Bush, who has seen his poll numbers dip in the past month, has drawn criticism from two different directions on the issue of illegal immigration — from Trump, who has blasted him for not taking the problem seriously enough, and from those on the left, offended by his use of Trumpian language last week.
Last Wednesday, just as Bush started to intensify his criticism of the New York City businessman for not being a true conservative, the former Florida governor was put on the defensive over his use of the term “anchor babies” in a radio interview.
Bush declined to comment on Trump’s statement and chided the media for allowing Democrats to take his statement “out of context,” noting that he has been “immersed in the immigrant experience” in his upbringing in Texas, his 41-year marriage to a Mexican woman and their bilingual children.
“This is ludicrous for the Clinton campaign and others to suggest that somehow I was using a derogatory term,” he said, before offering a new explanation of what he was trying to say last week in talking about “anchor babies.”
“What I was talking about was the specific case of fraud being committed where there’s organized efforts — frankly, it’s more related to Asian people coming into our country, having children in that organized efforts, taking advantage of a noble concept, which is birthright citizenship.
“I support the 14th Amendment,” he continued. “Nothing about what I’ve said should be viewed as derogatory toward immigrants at all.
“I think we need to take a step back and chill out a little bit as it relates to the political correctness that somehow you have to be scolded every time you say something.
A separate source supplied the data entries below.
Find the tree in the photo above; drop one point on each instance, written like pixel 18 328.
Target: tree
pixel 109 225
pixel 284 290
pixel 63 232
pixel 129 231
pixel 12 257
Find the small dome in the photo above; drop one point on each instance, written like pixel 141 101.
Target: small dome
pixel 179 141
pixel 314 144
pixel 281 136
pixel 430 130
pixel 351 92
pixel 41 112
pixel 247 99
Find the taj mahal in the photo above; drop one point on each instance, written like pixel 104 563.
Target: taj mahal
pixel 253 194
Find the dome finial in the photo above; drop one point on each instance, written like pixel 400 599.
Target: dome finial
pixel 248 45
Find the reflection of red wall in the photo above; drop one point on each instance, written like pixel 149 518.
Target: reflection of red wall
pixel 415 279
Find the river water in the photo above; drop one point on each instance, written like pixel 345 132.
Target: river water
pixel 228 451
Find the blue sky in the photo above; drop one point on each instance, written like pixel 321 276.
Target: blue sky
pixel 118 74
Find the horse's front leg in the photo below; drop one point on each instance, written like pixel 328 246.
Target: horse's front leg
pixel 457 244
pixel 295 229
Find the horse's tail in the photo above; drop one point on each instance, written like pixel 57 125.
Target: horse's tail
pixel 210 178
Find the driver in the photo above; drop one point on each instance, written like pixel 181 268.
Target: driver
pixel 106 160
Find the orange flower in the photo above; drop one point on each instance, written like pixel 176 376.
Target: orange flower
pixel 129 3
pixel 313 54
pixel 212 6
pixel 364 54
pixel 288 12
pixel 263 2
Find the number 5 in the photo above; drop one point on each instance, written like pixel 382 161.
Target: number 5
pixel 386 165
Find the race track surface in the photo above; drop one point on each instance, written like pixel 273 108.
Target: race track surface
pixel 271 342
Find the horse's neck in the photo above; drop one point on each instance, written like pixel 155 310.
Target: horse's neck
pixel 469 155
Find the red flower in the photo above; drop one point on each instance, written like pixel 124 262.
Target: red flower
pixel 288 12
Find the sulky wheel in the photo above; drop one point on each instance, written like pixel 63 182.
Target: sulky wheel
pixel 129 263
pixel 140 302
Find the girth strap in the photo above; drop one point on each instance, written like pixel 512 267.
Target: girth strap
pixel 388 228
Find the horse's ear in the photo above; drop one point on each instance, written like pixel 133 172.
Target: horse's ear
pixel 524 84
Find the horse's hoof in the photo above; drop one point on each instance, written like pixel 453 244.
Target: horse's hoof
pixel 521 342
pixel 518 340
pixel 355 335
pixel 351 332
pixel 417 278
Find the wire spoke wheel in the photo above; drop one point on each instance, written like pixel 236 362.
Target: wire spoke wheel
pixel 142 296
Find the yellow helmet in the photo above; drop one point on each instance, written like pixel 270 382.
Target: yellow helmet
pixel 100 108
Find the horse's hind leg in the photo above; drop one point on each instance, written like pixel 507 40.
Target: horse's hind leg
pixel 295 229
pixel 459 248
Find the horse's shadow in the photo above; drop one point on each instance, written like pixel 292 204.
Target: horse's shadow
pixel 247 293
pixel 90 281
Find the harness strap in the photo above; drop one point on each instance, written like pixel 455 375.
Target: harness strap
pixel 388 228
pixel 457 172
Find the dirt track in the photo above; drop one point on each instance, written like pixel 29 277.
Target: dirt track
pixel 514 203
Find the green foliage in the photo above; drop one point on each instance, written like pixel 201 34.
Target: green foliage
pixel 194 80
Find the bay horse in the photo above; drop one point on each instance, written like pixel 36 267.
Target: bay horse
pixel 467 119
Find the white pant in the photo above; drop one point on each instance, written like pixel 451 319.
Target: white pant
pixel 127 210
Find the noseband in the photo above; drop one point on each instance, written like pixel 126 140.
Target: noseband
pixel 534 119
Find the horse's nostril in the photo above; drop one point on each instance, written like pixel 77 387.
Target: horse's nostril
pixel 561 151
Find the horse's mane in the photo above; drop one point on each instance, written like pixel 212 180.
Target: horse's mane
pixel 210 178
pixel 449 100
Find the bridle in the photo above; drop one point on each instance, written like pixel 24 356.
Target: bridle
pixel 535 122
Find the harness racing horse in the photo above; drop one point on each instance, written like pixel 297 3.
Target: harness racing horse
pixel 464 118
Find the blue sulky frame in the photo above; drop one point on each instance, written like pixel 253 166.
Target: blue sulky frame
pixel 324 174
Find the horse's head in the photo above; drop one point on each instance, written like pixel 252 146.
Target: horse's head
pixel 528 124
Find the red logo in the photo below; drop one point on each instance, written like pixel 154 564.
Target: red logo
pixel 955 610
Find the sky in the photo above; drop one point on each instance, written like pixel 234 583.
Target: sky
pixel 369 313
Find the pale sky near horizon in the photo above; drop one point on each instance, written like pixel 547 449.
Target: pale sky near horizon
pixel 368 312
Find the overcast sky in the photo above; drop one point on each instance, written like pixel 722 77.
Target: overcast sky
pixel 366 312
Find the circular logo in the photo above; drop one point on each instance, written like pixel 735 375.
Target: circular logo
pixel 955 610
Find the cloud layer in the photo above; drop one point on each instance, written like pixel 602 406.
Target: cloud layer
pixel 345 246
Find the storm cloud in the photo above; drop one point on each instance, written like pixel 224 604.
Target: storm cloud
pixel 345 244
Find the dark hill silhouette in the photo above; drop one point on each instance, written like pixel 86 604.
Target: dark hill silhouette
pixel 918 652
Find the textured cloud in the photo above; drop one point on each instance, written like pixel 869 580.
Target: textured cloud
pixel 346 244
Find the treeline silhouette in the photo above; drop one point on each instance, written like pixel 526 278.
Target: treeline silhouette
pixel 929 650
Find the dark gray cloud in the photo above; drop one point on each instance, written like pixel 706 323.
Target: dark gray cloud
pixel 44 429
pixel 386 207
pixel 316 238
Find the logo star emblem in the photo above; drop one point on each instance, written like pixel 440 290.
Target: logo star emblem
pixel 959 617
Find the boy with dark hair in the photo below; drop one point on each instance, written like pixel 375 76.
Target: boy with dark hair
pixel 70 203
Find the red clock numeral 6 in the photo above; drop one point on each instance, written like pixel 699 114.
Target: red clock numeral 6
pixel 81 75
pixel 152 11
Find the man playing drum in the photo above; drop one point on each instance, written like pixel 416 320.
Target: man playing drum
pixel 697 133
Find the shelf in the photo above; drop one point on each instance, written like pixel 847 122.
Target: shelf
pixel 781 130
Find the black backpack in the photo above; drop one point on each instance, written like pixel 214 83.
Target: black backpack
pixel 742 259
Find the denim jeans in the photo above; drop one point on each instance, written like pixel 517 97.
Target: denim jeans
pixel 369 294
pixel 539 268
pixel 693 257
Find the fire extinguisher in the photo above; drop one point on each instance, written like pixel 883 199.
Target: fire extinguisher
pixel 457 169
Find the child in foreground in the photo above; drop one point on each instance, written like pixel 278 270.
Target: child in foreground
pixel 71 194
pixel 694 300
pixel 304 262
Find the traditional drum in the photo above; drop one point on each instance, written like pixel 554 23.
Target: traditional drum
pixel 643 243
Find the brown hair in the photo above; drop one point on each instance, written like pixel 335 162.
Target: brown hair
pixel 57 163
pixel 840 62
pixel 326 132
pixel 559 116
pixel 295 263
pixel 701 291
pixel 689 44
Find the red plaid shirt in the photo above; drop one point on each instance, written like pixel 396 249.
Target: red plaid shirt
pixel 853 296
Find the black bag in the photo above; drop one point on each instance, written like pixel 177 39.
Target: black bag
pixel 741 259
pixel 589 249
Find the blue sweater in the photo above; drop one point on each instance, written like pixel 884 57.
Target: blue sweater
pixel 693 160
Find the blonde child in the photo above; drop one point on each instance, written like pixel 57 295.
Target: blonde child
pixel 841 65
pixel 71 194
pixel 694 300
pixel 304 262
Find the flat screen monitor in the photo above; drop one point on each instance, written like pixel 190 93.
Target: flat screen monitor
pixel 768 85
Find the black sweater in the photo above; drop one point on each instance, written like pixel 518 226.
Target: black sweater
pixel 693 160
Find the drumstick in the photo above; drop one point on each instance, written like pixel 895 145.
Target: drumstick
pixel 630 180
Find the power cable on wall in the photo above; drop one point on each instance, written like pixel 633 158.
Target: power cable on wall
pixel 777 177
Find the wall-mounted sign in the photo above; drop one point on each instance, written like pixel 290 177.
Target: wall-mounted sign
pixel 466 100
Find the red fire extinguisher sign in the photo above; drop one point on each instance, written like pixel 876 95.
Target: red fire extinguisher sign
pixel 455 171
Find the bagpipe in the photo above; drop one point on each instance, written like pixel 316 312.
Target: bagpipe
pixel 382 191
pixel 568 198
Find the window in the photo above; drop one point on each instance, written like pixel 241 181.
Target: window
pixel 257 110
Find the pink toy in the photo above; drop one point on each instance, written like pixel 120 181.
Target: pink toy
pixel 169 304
It’s not fair to be taken out of context.”
Democrats, however, blasted Bush again for “tripling down” on the anchor babies line, Jeb’s apparent effort to talk about birth tourism, a recent trend that has seen families, many of them Chinese, willing to pay large sums to have their children born in the United States.
“This latest comment from Bush shows just how out of touch he is,” said the DNC’s director of Asian American and Pacific Islander Engagement, K.J. Bagchi. “The only thing worse than Jeb Bush’s words about immigrant families may be his policies towards them.”